ST. LOUIS — The sky is falling. 

Everything sucks. 

The Cubs will never win another game, let alone score even 5 runs on a given day.

If you hang out on social media or near a particular segment of Cubs fans, these are the thoughts you were hearing for the better part of a week leading into Saturday's game against the Cardinals.

Yes, the Cubs offense had been offensive until scoring 4 runs in the second inning Saturday (with 3 of those runs coming on a pair of broken-bat balls in play and a squeeze bunt on a 3-1 pitch). It was the first time this team had scored more than 3 runs since April 24 in Cleveland.

They couldn't score until the ninth inning Friday night in St. Louis and managed just 2 runs, extending the stretch of games with 3 or fewer tallies to 9 straight games. The Cubs had won 5 of those 9 games, however, thanks to a stretch of phenomenal pitching and defense against the Milwaukee Brewers and Colorado Rockies. 

The Cubs may not have done well situationally Friday night — going 1-for-8 with runners in scoring position and leaving 9 guys on base — but they did continue with the opposite field approach the coaching staff has been working on trying to improve since spring training.

"Regardless of whatever your plan may be, every team's gonna go through these moments," Maddon said. "It just happens to be ours right now. I want to continue to work like we have been working.

"I believe in our guys, I believe in our method. It's just the ebb and flow of the season. Right now, it's our turn. We'll come out of it and we'll be fine."

 

The Cubs came into this recent 9-game stretch averaging an even 6 runs per game over the first 20 contests of the season.

No team — no matter how talented — will hit every day from the start of the season to the end.

But it's not also every year you see an offense go through this kind of stretch. The last time the Cubs went at least 9 games in a row without scoring more than 3 runs was 2006, when they pulled this off for 11 straight contests.

So it was never going to last forever, even though it may seem like that if you listened to some panicking Cubs fans.

"We know how good we are, plain and simple," Albert Almora Jr. said after Friday's loss. "We're a confident group. It's baseball — we're not gonna go 162-0."

The Cubs rank 24th in baseball in average with runners in scoring position (.223), which is obviously not a good number, but it is also being dragged down by the .158 AVG the Cubs are boasting in that recent 9-game stretch.

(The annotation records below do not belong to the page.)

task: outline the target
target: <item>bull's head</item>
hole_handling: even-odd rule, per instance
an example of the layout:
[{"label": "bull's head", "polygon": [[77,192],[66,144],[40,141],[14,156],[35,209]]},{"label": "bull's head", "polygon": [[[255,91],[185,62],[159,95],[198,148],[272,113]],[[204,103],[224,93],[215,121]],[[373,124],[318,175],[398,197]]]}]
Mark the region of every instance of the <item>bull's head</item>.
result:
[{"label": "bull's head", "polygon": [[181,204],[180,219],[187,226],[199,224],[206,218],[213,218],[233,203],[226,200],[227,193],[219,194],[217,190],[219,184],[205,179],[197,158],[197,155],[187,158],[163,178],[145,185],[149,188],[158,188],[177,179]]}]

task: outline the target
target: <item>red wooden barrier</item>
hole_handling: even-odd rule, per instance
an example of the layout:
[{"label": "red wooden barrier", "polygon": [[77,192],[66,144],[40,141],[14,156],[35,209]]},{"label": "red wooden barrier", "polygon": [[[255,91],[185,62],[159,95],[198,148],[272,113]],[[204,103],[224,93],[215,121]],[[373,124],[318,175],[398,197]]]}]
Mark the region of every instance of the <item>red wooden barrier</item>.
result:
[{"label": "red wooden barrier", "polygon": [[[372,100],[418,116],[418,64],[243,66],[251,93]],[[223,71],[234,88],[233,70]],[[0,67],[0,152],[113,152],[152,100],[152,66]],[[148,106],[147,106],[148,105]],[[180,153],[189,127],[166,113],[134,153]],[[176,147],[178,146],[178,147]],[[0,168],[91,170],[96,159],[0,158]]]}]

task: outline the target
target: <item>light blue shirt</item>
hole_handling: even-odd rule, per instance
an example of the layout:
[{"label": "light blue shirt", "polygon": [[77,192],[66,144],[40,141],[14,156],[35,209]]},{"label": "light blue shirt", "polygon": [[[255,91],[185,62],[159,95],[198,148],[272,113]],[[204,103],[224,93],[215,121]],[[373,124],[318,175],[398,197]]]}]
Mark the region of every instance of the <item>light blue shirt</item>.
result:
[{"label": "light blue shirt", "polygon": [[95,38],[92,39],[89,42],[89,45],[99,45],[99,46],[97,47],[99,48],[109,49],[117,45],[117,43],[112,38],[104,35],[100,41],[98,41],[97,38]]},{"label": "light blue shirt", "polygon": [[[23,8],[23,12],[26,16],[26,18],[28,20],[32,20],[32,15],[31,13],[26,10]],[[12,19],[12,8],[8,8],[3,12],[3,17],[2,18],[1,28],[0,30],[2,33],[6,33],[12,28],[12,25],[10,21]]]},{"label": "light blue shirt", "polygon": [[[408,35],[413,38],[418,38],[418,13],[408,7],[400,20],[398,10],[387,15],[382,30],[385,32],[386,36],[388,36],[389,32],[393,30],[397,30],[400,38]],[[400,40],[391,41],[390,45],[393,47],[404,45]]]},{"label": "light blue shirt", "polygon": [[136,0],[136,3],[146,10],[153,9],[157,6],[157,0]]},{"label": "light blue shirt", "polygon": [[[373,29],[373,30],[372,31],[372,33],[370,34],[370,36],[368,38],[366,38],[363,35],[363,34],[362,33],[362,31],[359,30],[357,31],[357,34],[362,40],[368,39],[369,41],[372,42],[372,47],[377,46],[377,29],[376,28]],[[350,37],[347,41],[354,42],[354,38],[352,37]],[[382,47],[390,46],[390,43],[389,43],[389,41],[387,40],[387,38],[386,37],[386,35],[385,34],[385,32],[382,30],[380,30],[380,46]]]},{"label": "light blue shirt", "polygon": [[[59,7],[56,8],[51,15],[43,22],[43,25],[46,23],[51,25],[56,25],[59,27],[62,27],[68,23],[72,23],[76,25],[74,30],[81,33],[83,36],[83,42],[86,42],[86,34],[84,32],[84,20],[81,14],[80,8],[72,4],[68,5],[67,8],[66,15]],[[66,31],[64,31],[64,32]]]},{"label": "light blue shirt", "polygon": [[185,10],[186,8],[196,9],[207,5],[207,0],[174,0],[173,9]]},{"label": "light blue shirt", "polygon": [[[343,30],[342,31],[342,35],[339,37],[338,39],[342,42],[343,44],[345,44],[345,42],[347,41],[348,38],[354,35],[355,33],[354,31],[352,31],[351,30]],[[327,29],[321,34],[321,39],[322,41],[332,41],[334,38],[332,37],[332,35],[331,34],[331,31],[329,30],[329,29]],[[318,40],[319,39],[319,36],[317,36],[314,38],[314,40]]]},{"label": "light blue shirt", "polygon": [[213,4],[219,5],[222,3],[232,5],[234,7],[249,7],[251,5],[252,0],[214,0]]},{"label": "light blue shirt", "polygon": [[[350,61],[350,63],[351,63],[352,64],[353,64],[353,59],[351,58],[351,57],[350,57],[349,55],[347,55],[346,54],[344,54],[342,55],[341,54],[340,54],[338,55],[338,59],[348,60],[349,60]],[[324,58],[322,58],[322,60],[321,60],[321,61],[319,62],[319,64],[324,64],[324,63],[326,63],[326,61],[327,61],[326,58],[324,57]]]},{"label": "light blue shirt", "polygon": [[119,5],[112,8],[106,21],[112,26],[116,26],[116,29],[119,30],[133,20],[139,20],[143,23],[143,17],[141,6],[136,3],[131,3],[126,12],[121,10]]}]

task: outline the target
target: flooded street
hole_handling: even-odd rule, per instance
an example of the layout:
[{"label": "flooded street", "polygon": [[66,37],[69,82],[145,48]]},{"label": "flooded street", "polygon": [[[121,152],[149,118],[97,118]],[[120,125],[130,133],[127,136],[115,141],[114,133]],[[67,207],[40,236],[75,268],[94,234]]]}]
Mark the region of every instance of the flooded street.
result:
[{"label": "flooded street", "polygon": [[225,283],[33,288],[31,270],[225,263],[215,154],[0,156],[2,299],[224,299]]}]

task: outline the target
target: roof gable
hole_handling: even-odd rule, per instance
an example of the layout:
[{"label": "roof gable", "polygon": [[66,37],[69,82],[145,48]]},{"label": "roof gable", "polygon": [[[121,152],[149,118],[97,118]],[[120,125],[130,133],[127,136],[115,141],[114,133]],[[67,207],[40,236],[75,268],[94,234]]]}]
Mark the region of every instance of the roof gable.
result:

Also encouraging: The Cubs are not slumping due to strikeouts. They've whiffed just 65 times over that 9-game span, or 7.2 strikeouts per game. That's not a crazy number given the landscape of baseball with strikeouts through the roof right now.

The Cubs' strikeout percentage on the season has also gone down slightly from last year, to 21.7 percent from 22.3 percent.

The two worrisome areas of the Cubs' recent offensive woes are the lack of power and the lack of patience. The Cubs walked 9.9 percent of the time last year and 10.4 percent of the time in the World Series winning season of 2016.

In 2018, they're walking only 8.1 percent of the time.

As for the power, that should change when things warm up. The heart of the Cubs order — Kris Bryant, Anthony Rizzo and Willson Contreras — has combined for only 7 homers and Addison Russell also hasn't gone deep yet.

The fact the Cubs are 16-13 with Rizzo looking nowhere near the Rizzo we've seen the last 4 seasons is a relative miracle.

"[Bryant] hasn't gotten on track completely with his power and he will," Maddon said. "Same with Rizzo. Rizzo hasn't changed anything and he's hitting [1.74]. It's just where we're at right now.

"I'm not concerned with any of this. It's the ebb and flow of the season. We're young, we're good and we're gonna show it. We're just caught in a little bit of a void right now and we're gonna get out of it."